Elle tâcha de se souvenir. Elle l’avait d’abord entendue, puis, sans réfléchir, s’était précipitée sous le regard ahuri de ses compagnons. Le brouillard l’avait suivie. Il était tombé avec la brutalité d’une averse d’orage, sans éclair ni tonnerre pour l’annoncer, aussi silencieux qu’un linceul manipulé par le croque-mort. L’écho vibrant de ses amis l’implorant de les attendre. Un tour de jambes avait suffi à les distancer. Elle leur avait tournés le dos afin de poursuivre le spectre chantant. À présent, c’est elle qui portait les grelots.

Tout en se berçant de leur tintement imaginaire, elle s’attela à explorer son environnement désormais débarrassé de ses engonçantes robes grises. Sa conclusion ne tarda pas à rejoindre son premier avis : les Gorges étaient un lieu à la beauté macabre. La roche se peignait de plusieurs couches calcaires émaillées de diverses espèces minérales : de l’obsidienne, du granit, du grès, du jaspe jaune, de la silice et du quartz rose, autant de témoins d’un passé aussi récent que lointain. Des buissons de cristaux poussaient entre les rochers, à l’ombre d’impressionnantes crevasses. Des grottes scintillaient au détour des sillons du canyon et donnaient sur d’obscures cavernes plongeant dans les entrailles terrestres. Le peu de lumière que le soleil parvenait à glisser entre les fentes du plateau fêlé et au travers des mailles de la canopée brumeuse éclairait tant bien que mal une farandole de couleurs produite par les multiples couches de roches superposées, des toiles de lichen vert luminescent dépeignant des monstres tentaculaires et des cristaux pâles comme autant de foyers pétillant de myriades d’étincelles.

Intriguée, notre sorcière s’approcha du pan de la falaise. La roche veinée portait des inscriptions, grignotées par les larmes de pluie et à moitié mangées par le lichen. Il s’agissait de runes antiques, probablement gravées par les voyageurs égarés au fil des âges. La voix des morts, inscrite dans la pierre. Elle entreprit de s’en servir comme repère.

Tombant sur une rune familière, elle sut qu’elle tournait en rond.

Agacée, elle se pencha sur un charivari de glyphes inscrits aux airs de gribouillis. Et si elle s’était fourvoyée ? Et si ces gravures n’étaient tout bonnement que des dessins d’enfant ?

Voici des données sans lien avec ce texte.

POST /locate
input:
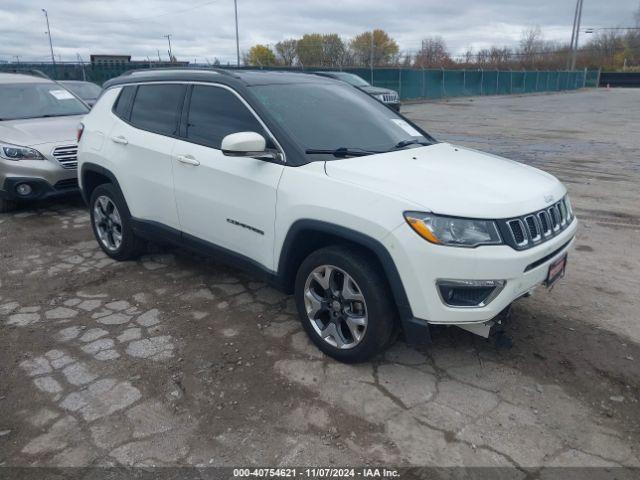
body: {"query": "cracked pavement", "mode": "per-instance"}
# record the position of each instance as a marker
(178, 360)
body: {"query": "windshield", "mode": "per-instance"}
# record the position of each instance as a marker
(34, 100)
(85, 90)
(321, 116)
(351, 79)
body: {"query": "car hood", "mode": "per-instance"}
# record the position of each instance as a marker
(451, 180)
(376, 90)
(35, 131)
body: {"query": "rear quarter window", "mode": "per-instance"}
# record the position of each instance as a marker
(122, 107)
(156, 108)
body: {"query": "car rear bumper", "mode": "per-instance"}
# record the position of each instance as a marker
(422, 265)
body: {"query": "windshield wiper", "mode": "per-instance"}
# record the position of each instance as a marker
(341, 152)
(406, 143)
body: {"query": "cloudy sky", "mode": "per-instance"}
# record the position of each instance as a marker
(203, 29)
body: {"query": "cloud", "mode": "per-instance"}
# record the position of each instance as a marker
(205, 29)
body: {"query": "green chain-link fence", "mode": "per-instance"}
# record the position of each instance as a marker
(409, 83)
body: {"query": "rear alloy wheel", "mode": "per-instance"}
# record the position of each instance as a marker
(344, 303)
(107, 223)
(111, 224)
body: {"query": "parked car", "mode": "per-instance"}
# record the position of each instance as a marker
(385, 95)
(87, 91)
(38, 151)
(370, 222)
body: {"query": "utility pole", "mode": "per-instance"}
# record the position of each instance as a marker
(575, 34)
(168, 37)
(235, 5)
(53, 59)
(371, 57)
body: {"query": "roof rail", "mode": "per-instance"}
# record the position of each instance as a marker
(27, 71)
(222, 71)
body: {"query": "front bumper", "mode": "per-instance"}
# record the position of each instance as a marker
(47, 178)
(40, 188)
(421, 264)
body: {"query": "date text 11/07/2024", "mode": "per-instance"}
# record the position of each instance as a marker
(316, 472)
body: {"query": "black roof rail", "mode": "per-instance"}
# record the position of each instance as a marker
(173, 69)
(27, 71)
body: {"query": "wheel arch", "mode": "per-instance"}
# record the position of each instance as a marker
(306, 236)
(91, 176)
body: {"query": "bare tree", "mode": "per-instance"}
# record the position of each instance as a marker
(531, 44)
(432, 54)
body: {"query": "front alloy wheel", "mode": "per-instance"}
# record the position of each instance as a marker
(335, 307)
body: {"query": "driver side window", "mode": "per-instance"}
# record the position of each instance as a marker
(214, 113)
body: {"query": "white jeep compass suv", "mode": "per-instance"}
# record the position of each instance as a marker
(372, 224)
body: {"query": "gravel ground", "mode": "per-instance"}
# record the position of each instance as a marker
(178, 360)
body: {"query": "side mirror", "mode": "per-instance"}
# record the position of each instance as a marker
(247, 144)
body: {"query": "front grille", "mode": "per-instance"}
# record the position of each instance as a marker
(67, 156)
(534, 228)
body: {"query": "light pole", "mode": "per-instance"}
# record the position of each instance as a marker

Et l’enfant de lui répondre…

Démon, démon !

Hou, hou, où es-tu ?

Hou, hou, demande le hibou ?

Démon, montre-toi !

« Va t’en donc voir chez les démons si j’y suis ! »

Elle songea à Jilam, à toutes les fois où il avait proposé de lui apprendre à lire et chaque occasion où elle l’avait rembarré, arguant que la lecture ne servait à rien, qu’elle était destinée à ceux qui craignaient l’oubli, espèce dont elle se défiait. Ce qui était perdu l’était simplement et cela importait peu.

Qu’elle se sentait bien sotte à présent ; incapable de différencier une rune divine d’un dessin d’enfant.

Paye ta sorcière !

Ses genoux craquèrent lorsqu’elle se releva. Elle étira les bras jusqu’à entendre ses épaules chanter. Au brouillard vérolé qui la narguait, elle décocha un sourcil à la pointe acérée et venimeuse. Le sortilège maintenait l’haleine malsaine en respect sans parvenir à la dissiper entièrement. Le sombre pouvoir qui hantait les Gorges savait à l’évidence rivaliser avec le sien.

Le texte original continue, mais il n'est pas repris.